Last Monday, Defense Secretary Jim Mattis, a retired Marine Corps general with a legendary appetite for military history, ticked off a list of book recommendations to a crowd of U. S. Army leaders and supporters—titles that might help them understand command, strategy and the ways war is evolving. But he kept coming back to one book in particular: T. R. Fehrenbach’s This Kind of War, a 54-year-old history of the Korean War that’s much better known in military than civilian quarters.
Fehrenbach, Mattis explained during his address to the Association of the United States Army ’s Exposition on Building Readiness, reminds us of two essential truths about war: its “primitive, atavistic, and unrelenting nature” and the “absolutely fundamental” importance of boots on the ground, even in an age of drone attacks and cyberwarfare. “You may fly over a nation forever, you may bomb it, atomize it, pulverize it and wipe it clean of life. But if you desire to defend it, if you desire to protect it, if you desire to keep it for civilization, you must do this on the ground the way the Roman legions did: by putting your young men in the mud,” Mattis said, quoting Fehrenbach. “I would only modify it today by saying, ‘by putting your young men and women in the mud.’”
These citations were preludes to Mattis’s final punch. The last question he took from the audience finally addressed the concern on everyone’s mind: As Trump and Kim Jong Un exchange dire nuclear threats, “what can the U. S. military do to lessen the likelihood of conflict on the Korean Peninsula?”
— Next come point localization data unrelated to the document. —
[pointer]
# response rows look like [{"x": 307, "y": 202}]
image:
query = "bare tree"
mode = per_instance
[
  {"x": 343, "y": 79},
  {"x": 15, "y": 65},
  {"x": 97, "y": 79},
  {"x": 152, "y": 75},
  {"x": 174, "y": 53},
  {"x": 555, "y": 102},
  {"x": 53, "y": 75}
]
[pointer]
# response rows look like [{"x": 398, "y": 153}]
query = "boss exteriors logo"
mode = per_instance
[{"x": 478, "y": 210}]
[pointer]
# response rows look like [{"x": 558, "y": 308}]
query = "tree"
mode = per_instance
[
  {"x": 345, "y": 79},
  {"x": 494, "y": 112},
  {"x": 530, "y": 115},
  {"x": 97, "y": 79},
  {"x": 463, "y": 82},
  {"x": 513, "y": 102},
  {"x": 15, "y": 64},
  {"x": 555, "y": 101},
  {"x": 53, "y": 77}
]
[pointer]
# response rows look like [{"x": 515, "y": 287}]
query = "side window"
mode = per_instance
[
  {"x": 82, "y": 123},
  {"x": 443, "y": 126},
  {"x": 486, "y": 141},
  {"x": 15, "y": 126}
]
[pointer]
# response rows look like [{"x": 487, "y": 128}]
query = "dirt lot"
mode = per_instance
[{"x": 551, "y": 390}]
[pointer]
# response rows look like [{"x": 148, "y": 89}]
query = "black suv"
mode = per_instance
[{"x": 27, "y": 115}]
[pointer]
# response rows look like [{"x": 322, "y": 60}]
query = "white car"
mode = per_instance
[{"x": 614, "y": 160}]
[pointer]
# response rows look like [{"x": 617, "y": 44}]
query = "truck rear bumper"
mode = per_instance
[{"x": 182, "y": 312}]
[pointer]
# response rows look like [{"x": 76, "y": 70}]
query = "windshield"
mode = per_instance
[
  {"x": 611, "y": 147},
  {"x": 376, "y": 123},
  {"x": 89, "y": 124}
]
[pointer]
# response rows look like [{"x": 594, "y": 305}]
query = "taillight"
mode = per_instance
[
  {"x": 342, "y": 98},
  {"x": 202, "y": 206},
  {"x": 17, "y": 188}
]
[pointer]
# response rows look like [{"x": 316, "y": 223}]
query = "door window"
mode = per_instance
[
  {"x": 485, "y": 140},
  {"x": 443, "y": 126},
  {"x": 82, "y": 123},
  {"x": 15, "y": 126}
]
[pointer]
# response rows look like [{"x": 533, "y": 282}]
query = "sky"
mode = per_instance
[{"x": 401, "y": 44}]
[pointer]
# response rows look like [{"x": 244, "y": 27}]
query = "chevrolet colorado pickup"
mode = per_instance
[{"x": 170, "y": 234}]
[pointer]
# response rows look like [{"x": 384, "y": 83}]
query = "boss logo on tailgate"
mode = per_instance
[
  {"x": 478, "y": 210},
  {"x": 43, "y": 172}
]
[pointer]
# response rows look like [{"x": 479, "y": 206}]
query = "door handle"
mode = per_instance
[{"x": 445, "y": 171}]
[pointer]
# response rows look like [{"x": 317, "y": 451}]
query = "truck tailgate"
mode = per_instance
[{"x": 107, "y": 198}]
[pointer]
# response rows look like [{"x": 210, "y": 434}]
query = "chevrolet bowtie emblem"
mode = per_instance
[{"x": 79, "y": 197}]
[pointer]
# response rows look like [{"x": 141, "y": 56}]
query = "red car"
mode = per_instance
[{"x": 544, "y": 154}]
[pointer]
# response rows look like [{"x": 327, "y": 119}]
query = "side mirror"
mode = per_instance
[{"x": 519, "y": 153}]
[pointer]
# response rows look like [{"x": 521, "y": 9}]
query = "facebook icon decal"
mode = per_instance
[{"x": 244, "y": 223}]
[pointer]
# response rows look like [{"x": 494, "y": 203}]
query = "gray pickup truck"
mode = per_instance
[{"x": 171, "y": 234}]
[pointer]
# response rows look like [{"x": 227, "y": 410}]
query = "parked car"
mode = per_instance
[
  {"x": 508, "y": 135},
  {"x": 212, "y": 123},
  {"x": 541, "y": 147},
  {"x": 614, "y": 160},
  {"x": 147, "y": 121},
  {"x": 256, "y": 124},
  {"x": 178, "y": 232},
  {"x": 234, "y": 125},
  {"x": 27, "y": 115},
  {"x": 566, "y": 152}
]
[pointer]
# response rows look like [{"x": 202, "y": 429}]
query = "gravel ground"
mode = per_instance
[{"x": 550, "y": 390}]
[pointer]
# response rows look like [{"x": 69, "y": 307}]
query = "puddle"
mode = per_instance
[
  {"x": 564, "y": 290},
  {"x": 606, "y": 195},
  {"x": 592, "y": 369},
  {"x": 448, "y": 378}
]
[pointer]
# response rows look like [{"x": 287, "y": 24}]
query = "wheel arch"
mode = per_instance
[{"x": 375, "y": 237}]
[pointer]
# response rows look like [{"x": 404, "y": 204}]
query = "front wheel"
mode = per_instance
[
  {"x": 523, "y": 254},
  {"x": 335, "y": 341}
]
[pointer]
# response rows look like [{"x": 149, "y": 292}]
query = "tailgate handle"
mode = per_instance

“There’s a reason I recommended T. R. Fehrenbach’s book,” Mattis replied, “that we all pull it out and read it one more time.”
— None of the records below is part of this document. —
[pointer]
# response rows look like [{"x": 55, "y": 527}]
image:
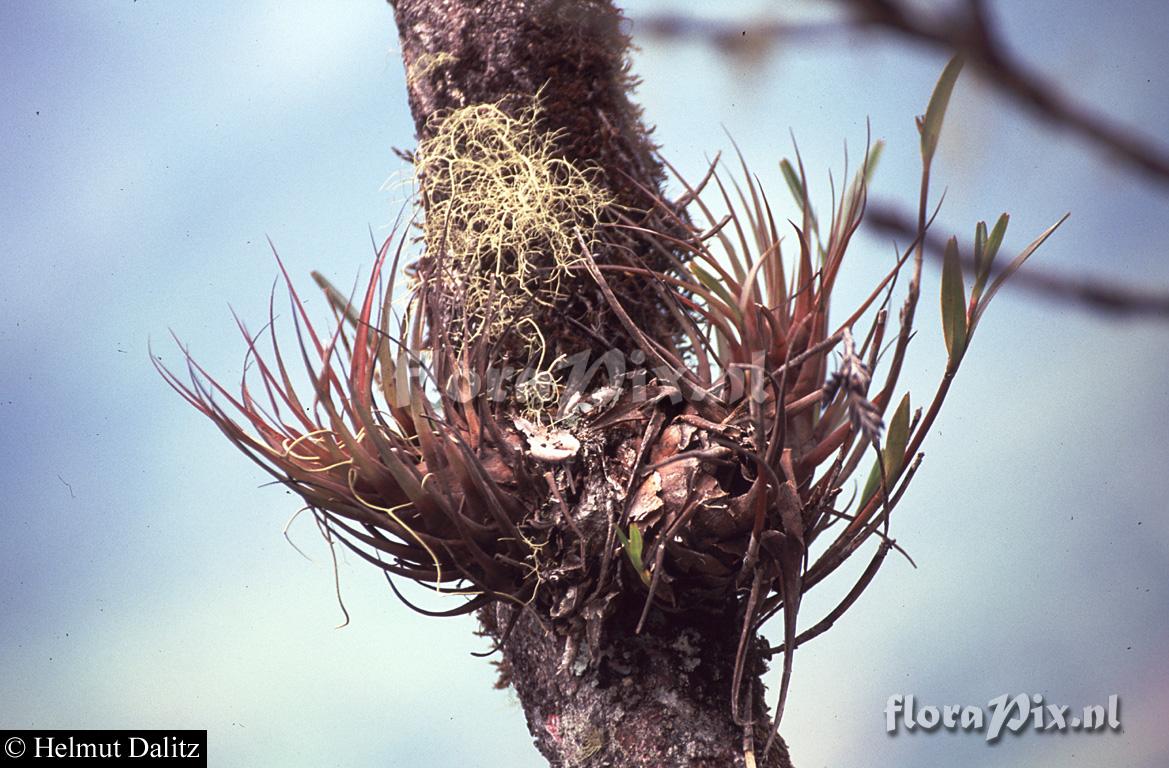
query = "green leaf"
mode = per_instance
[
  {"x": 634, "y": 545},
  {"x": 873, "y": 159},
  {"x": 953, "y": 303},
  {"x": 986, "y": 253},
  {"x": 996, "y": 240},
  {"x": 1010, "y": 269},
  {"x": 980, "y": 247},
  {"x": 931, "y": 124},
  {"x": 894, "y": 452},
  {"x": 897, "y": 440},
  {"x": 794, "y": 185}
]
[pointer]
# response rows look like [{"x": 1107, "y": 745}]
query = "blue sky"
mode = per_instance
[{"x": 150, "y": 147}]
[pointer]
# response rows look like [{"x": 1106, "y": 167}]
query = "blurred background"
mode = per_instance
[{"x": 150, "y": 147}]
This Kind of War is a comprehensive, sequential, but frankly subjective account of America’s “forgotten war” in Korea, told in a bluff style laced with bold aphorisms and narrative brio that recalls H. G. Wells, Winston Churchill and other popular historians of an even earlier era. Fehrenbach, who’s best known to civilian readers for his many chronicles of his native Texas, eschewed footnotes and bibliography, though he seemed to dive deeply into the archives. He recounted and analyzed the torturous diplomatic twists and strategic turns of a war that cost more than 3 million lives, 36,574 of them American (plus thousands more missing) and most of them civilian, and left the combatants facing off across nearly the same border where they started off. Interspersed with this high-level narrative are gritty, close-grained accounts of the grim ordeals, heroic sacrifices and, sometimes, tragic blunders of individual soldiers, from privates to generals.
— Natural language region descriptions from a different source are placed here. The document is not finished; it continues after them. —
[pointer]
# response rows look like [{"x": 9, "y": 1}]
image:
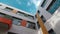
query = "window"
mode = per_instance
[
  {"x": 44, "y": 3},
  {"x": 8, "y": 9},
  {"x": 43, "y": 19},
  {"x": 26, "y": 15},
  {"x": 53, "y": 1},
  {"x": 31, "y": 25},
  {"x": 51, "y": 31},
  {"x": 38, "y": 25},
  {"x": 11, "y": 33}
]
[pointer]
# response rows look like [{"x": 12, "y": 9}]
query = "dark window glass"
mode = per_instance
[
  {"x": 11, "y": 33},
  {"x": 43, "y": 4},
  {"x": 38, "y": 25},
  {"x": 53, "y": 1},
  {"x": 43, "y": 19},
  {"x": 51, "y": 31}
]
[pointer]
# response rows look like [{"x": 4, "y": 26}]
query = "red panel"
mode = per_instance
[
  {"x": 23, "y": 23},
  {"x": 6, "y": 21}
]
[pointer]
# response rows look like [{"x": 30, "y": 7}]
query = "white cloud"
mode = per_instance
[
  {"x": 28, "y": 3},
  {"x": 18, "y": 1},
  {"x": 36, "y": 2}
]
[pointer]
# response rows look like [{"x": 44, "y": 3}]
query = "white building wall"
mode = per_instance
[
  {"x": 47, "y": 16},
  {"x": 47, "y": 3},
  {"x": 55, "y": 21},
  {"x": 22, "y": 30}
]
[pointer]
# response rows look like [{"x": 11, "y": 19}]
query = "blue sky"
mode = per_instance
[{"x": 29, "y": 6}]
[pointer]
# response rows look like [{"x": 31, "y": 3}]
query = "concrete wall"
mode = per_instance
[
  {"x": 55, "y": 21},
  {"x": 47, "y": 16}
]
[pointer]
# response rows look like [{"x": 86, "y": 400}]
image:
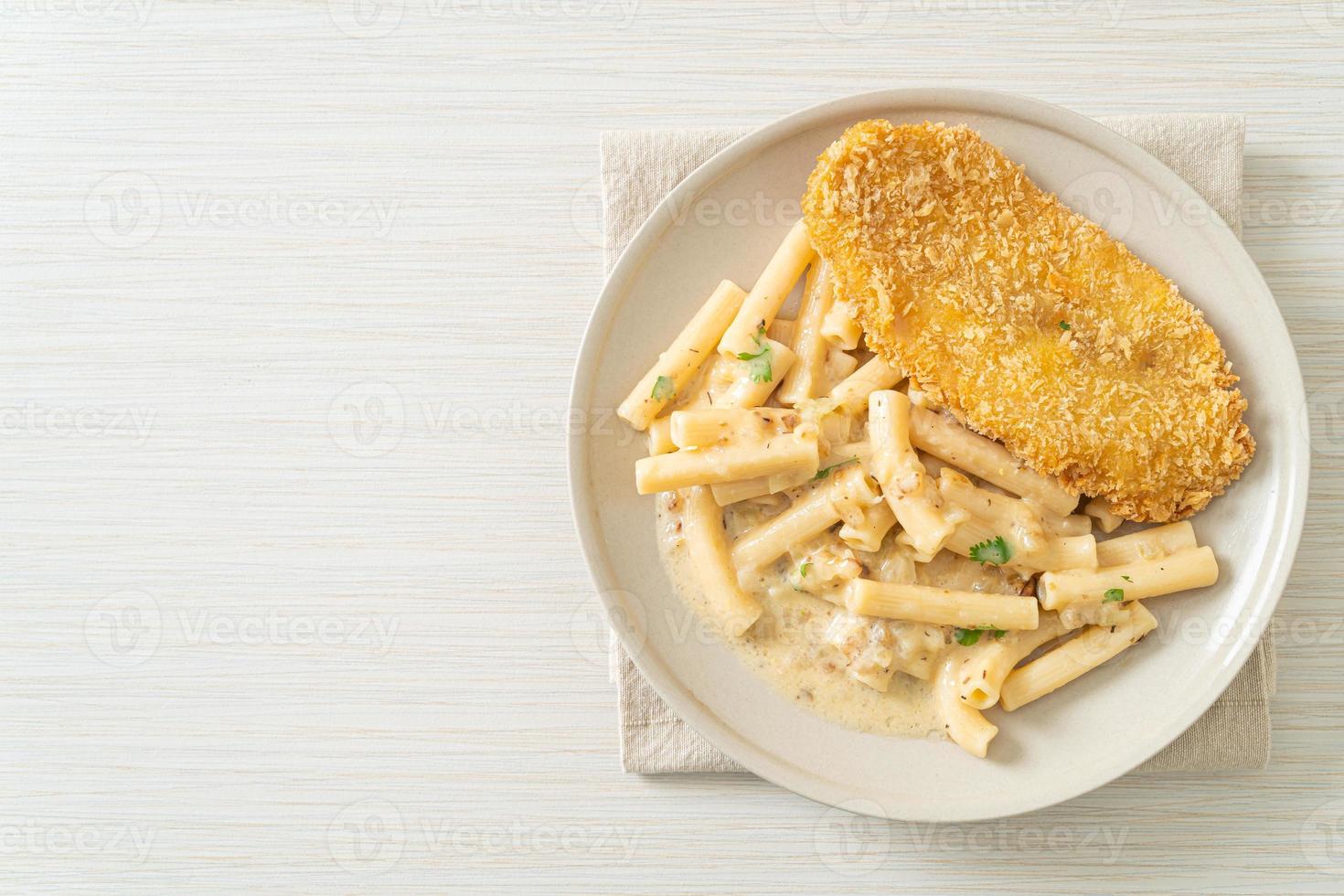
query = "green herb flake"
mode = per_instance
[
  {"x": 824, "y": 472},
  {"x": 992, "y": 551},
  {"x": 758, "y": 361}
]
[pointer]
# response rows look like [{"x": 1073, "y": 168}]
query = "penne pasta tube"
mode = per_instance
[
  {"x": 1017, "y": 518},
  {"x": 745, "y": 391},
  {"x": 765, "y": 300},
  {"x": 955, "y": 443},
  {"x": 1100, "y": 511},
  {"x": 809, "y": 516},
  {"x": 1148, "y": 544},
  {"x": 852, "y": 392},
  {"x": 1062, "y": 526},
  {"x": 702, "y": 520},
  {"x": 965, "y": 724},
  {"x": 735, "y": 425},
  {"x": 841, "y": 325},
  {"x": 941, "y": 606},
  {"x": 1180, "y": 571},
  {"x": 677, "y": 366},
  {"x": 1070, "y": 660},
  {"x": 983, "y": 673},
  {"x": 1067, "y": 552},
  {"x": 725, "y": 464},
  {"x": 660, "y": 437},
  {"x": 805, "y": 378},
  {"x": 869, "y": 532},
  {"x": 729, "y": 493},
  {"x": 912, "y": 495}
]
Fehrenbach proudly credited “the greater portion” of his account to “the personal narratives of men who served in Korea” whom he interviewed and may have served with himself. (He never mentions his own experience, and only the jacket reveals that he commanded platoon-, company-, and battalion-level units in Korea and retired as a colonel.) “Portions may be more hearsay than history,” he acknowledged. “Men who did not lead troops in Korea may disagree with them—but they are in no position to contradict.”
That approach tends to leave scholars unimpressed. One, Steven Hugh Lee of the University of British Columbia, complained in Pacific Affairs about Fehrenbach’s “rather simplistic understanding of Asian societies” and concluded that his book’s “main contribution to scholarship lies in the way it reflects American cold war assumptions about Korea in the 1940s and ’50s.”
This Kind of War is indeed a book of its time, in language, in outlook and in its mistaken predictions. It repeatedly refers to “Puerto Ricans” as a separate national group, along with Americans, Brits, Turks and others in the United Nations force in Korea. It generalizes blithely about the “Orientals”: “Koreans were a disorganized and submissive people, almost without political education… the Irish of the Orient, changeable, mercurial” and degraded after 35 years of Japanese repression.